First, an "80% Hack" is based on the Pareto Principle which states that 80% of the results stem from 20% of the effort. So I often write what I call 80% hacks which are simply quick and dirty tools which get things done.
The idea is simple. In legacy OO code where we're not using Moose, we have a nasty tendency to reach inside a blessed hashref. However, as classes start getting old and crufty, particularly in legacy code which is earning the company a ton of money, it's easy for someone to either misspell a hash key or refer to keys which are no longer used. What I've done is assume that each of these keys are used once and only once and I also assume they look like this:
$self->{ foo }
$_[0] -> { "bar" } # yeah, we need arbitrary whitespace
shift->{'something'} # and quotes
Yes, this code could be improved tremendously, but 80% hacks are personal hack which I simply don't pour a lot of time and effort into. Besides, they're fun.
#!/usr/bin/env perl
use strict;
use warnings;
use autodie ':all';
use Regexp::Common;
my $module = shift or die "usage: $0 pm_file";
#my $module = '/home/cpoe/git_tree/main/test_slot';
my $key_found = qr/
(?: \$self | \$_\[0\] | shift ) # $self or $_[0] or shift
\s* -> # ->
\s* { # {
\s* ($RE{quoted}|\w*) # $hash_key
\s* } # }
/x;
open my $fh, '<', $module;
my %count_for;
while (<$fh>) {
while (/$key_found/g) {
my $key = $1;
$key =~ s/^["']|['"]$//g; # try and strip the quotes
no warnings 'uninitialized';
$count_for{$key}{count}++;
$count_for{$key}{line} = $.;
}
}
foreach my $key ( sort keys %count_for ) {
next if $count_for{$key}{count} > 1;
print "Possibly unused key '$key' at line $count_for{$key}{line}\n";
}
I run that with a .pm file as an argument and I get a report like:
Possibly unused key '_key1' at line 1338
Possibly unused key '_key2' at line 5325
...
Possibly unused key '_keyX' at line 4031
It's amazing how many bugs I've found with this.

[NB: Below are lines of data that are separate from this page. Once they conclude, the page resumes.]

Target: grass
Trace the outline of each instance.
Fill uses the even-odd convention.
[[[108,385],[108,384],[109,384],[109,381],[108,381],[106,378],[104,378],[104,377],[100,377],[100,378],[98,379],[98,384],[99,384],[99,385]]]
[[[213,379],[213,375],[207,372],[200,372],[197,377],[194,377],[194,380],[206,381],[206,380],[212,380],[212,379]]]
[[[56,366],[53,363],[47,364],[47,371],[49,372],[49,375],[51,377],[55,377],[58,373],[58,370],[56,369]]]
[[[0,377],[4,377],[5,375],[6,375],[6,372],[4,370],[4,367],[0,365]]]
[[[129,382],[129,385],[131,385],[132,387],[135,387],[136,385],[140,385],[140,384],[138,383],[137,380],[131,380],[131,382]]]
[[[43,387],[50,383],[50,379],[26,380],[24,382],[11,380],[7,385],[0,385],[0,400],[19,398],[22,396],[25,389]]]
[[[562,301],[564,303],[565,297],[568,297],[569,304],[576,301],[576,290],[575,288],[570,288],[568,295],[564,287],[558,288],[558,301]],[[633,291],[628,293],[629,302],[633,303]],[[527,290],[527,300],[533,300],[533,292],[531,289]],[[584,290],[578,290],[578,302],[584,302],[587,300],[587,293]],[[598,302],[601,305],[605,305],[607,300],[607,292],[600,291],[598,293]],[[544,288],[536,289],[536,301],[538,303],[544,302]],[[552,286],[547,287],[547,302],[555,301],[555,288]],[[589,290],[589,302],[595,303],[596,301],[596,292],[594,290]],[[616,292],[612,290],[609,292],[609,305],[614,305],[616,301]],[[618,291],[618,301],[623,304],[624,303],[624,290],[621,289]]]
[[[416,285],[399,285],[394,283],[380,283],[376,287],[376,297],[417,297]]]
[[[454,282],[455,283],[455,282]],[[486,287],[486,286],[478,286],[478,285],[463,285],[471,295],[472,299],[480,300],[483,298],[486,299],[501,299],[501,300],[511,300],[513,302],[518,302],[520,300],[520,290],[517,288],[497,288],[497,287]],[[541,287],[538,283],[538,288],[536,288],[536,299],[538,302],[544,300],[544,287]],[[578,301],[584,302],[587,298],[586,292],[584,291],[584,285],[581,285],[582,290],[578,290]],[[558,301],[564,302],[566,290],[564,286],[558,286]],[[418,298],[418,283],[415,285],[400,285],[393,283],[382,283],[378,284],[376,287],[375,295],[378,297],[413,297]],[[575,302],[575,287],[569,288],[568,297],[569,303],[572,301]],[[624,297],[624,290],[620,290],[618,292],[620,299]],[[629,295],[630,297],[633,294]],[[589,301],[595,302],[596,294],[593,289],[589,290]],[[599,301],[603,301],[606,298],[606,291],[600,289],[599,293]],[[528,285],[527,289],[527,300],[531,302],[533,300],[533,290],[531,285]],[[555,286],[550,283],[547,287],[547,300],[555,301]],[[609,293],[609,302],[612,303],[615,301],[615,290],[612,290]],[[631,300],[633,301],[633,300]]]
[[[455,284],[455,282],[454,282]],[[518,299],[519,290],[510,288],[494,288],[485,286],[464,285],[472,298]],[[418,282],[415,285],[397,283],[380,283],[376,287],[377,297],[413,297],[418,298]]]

I can't blog as much as I used to, but they make it all worth it.
I ran this on a part of the work codebase, and it didn't find bugs so much as old, dead, now-useless, leftover bits of code. Which should of course also be got rid of, but it's less urgent than outright bugs.
@ilmari: at first glance that's what I was seeing, too. But rather than remove any of those, I dug through source control for every instance and found several cases where they were outright misspelled or where they were used but someone in later work removed some important code, leaving a feature broken. Still trying to sort through much of that now. Be careful about simply removing things you find (plus, my code most certainly misses some cases).